​Venezuela’s currency is so worthless that people don’t count it but weight it

The Inflation rate in Venezuela is predictable to be 720 % this year, with the biggest Bolivar bank note now to be valued at just US5 cents on the black market. Few shop cashiers reported that they have started weighing rather than counting the pack of cash which consumers offer to them, and normal size purse have become useless in the South American regions. Many citizens now carry a large amount of cash in handbags, money belts, or backpacks instead of wallets. The scene shows hyperinflation and its effects.

In 2014, the dropping international oil prices destroyed the economy of Venezuela. To fix the issue, President Nicolás Maduro reacted by altering the currency exchange rate and ordered banks to produce more money, which eventually undervalued the cash, while goods prices rose. Jesus Casique, a consulting company executive, told the news site that even this method of weighing cash was not very common everywhere, it was an indication of a monetary disaster. He said that when we start weighing cash instead of counting it shows the rise in inflation. It is worst that Venezuelans don’t realize how terrible it is because the authorities do not announce the facts and figures.

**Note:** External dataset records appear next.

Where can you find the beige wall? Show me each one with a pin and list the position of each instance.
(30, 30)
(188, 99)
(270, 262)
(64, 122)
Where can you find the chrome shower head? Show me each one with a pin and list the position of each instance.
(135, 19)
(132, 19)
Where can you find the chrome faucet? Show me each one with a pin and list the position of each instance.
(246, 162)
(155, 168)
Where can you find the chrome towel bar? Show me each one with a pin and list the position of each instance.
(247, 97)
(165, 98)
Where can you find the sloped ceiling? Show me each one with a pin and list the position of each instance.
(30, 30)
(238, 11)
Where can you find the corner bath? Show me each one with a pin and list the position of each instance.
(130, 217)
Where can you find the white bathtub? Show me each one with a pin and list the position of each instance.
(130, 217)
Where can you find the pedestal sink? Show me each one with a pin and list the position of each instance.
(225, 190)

Humberto Gonzalez, who runs a meat and cheese selling shop in the city, said that he uses similar scales to weigh and assess pieces of salty white cheese and the tons of bills which consumers handed over to him. Mr. Gonzalez told Bloomberg that it is a very sad thing and at this point, he believes that the cheese values more. Oil accounts for an amazing 95% of the Venezuela’s exports, and one-fourth of the country’s economy, with the generated revenues fulfilling approximately half the government’s budget. This kind of dependency on only a single export discourages all the other businesses in the country and this is known by economists as Dutch Disease.

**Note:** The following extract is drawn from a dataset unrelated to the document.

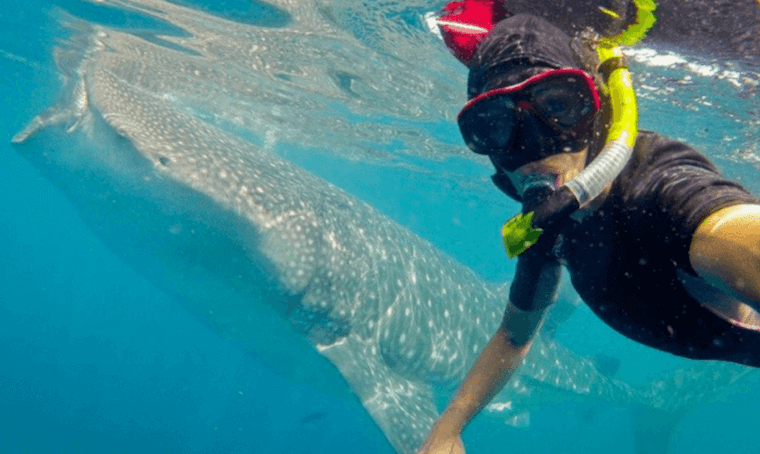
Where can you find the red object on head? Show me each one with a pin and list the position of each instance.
(464, 24)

When the price of oil in the universal market distorted in 2014 by two-third, Venezuela had nothing much for its backup. So, an ordinary response would have been for the Bolivar to fall. But Mr. Maduro, who died in 2013, as a substitute attempted to alter the exchange rate, generating a gigantic black market for money. Buying dollars and selling them for Bolivars set a feedback loop which increases inflation. The 42-year-old owner of a small newspaper kiosk told that he gently fills a plastic bag with his daily income, approximately 100,000 Bolivar (around £42) in notes of 10, 20, 50 and 100 Bolivars. Venezuela has one of the highest crime rates and he is afraid to lose his money while carrying to another place.

The ATM machines need to be refilled every 4 hours. The value of money dropped to the ground. Bremmer Rodrigues, the owner of a bakery, said that it is difficult to manage his daily hundreds of bills. He hides the cash in his office, stacks in cartons to carry it to the bank. He said if anyone sees him like this, he might be misguided for a drug trader.